The first DemoCamp DC has been scheduled for February 28. It's supposed to be a warm-up to organizing a full-fledged BarCamp DC. My enthusiasm for organizing a BarCamp has been waning, though, since I found the local dorkbot group and since I feel overwhelmed at the prospect of finding a venue and sponsors. I'm good at complaining about poorly-organized events, but putting on a good one would take more energy than I want to expend right now.

Every so often, Tornado Kitty receives e-mail from a random admirer. She's quite the popular cat. I've been toying with the idea of having a Tornado Kitty Fan Club with, I dunno, membership cards or buttons or something? Maybe that'd be a good excuse to order some Flickr Mini-Cards.

In fabric arts news, now that she has received them, I can show you the set of placemats I made for [info]aitai for Valentine's day; they feature characters from the Naruto series. It was an idea that came to me in that half-awake state as I was lying in bed before the alarm sounded (or was it as I was falling asleep?), and it seems it wasn't too crazy after all. Now I'm into some other sewing projects (which I won't disclose yet because they'll be gifts too), but on the subject of making placemats, I'd love to make something along the lines of Syuzi Pakhchyan's (sparsely-documented) Technoplay placemat. It's a placemat with some LEDs sewn into it and some sort of pressure-activated switch that turns them on when a plate is on the placemat. Looking through the components at Digikey, I'm guessing what I'd want is a low-profile, non-momentary tactile switch—as opposed to what they call a "pressure switch". If you know anything about this stuff, I'd welcome your input.
 
 
 
 
 
 
All the cool kids go to BarCamp, but alas, there appear to be no active plans for one in my area. (The effort at BARCampDC seems to have fizzled.) Despite never having attended one, I'd be interested in helping put one together. I've read several collections of advice on organizing a BarCamp, and it seems to me that finding a venue would be the most difficult part by far. If the event were merely a daytime gathering (and some BarCamps have been), that'd be one thing, but it is meant to be a camp in the sense that attendees are expected to sleep and—to a lesser extent—eat there over the course of two days or so, and I speculate that the resulting sense of camaraderie is important to participants' experiences there.

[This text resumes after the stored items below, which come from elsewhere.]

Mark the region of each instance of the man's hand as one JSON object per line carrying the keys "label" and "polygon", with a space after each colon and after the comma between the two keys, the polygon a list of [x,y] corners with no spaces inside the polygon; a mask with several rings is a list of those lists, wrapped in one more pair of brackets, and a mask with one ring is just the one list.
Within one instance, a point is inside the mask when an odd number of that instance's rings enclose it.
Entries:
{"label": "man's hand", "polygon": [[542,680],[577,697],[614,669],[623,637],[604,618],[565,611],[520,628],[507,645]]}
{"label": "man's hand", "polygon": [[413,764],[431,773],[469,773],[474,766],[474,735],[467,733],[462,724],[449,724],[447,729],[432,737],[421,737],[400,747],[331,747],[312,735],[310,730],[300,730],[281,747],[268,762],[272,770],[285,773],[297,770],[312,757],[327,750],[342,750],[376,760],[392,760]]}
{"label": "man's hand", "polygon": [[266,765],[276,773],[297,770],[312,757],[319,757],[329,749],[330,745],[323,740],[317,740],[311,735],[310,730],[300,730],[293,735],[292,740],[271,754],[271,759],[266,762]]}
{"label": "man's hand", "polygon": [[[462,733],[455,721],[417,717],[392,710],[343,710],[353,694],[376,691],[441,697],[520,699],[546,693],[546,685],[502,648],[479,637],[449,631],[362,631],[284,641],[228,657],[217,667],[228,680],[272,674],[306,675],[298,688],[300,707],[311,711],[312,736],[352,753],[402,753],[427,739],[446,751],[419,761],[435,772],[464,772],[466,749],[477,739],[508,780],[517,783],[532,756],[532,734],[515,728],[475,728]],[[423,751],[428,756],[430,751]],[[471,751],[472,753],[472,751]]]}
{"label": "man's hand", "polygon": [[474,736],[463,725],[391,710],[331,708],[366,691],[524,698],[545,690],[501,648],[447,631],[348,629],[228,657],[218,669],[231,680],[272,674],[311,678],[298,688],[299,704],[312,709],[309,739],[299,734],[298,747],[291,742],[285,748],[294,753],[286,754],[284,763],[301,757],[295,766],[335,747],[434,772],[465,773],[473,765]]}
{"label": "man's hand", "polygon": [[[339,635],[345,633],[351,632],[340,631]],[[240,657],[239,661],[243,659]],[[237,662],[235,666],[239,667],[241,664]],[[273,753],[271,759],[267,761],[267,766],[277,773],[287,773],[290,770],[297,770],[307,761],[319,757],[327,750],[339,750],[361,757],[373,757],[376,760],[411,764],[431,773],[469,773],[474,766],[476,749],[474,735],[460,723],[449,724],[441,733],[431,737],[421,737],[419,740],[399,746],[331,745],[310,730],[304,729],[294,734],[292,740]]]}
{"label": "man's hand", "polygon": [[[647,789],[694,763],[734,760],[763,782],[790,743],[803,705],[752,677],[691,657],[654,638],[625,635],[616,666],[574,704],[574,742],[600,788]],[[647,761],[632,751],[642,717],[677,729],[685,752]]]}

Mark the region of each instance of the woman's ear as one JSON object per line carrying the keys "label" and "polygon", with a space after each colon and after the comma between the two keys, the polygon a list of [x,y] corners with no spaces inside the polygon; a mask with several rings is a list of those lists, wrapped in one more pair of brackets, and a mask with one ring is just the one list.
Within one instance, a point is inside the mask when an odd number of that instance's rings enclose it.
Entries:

So, those of you who've attended a BarCamp or other unconference, do you have any advice for me? Have you slept over at one? What would you like the organizers to have done differently? What did you like or dislike about the venue?

And those of you with any connections in the DC area, can you think of any venues that meet these specs?An office space could work well; the business would of course be considered a major sponsor of the event.

Anyone else interested in joining the BarCampDC team?

Update: I've created a BarCamp DC Google Group for planning and discussion. Anyone who's interested in helping out is welcome to join.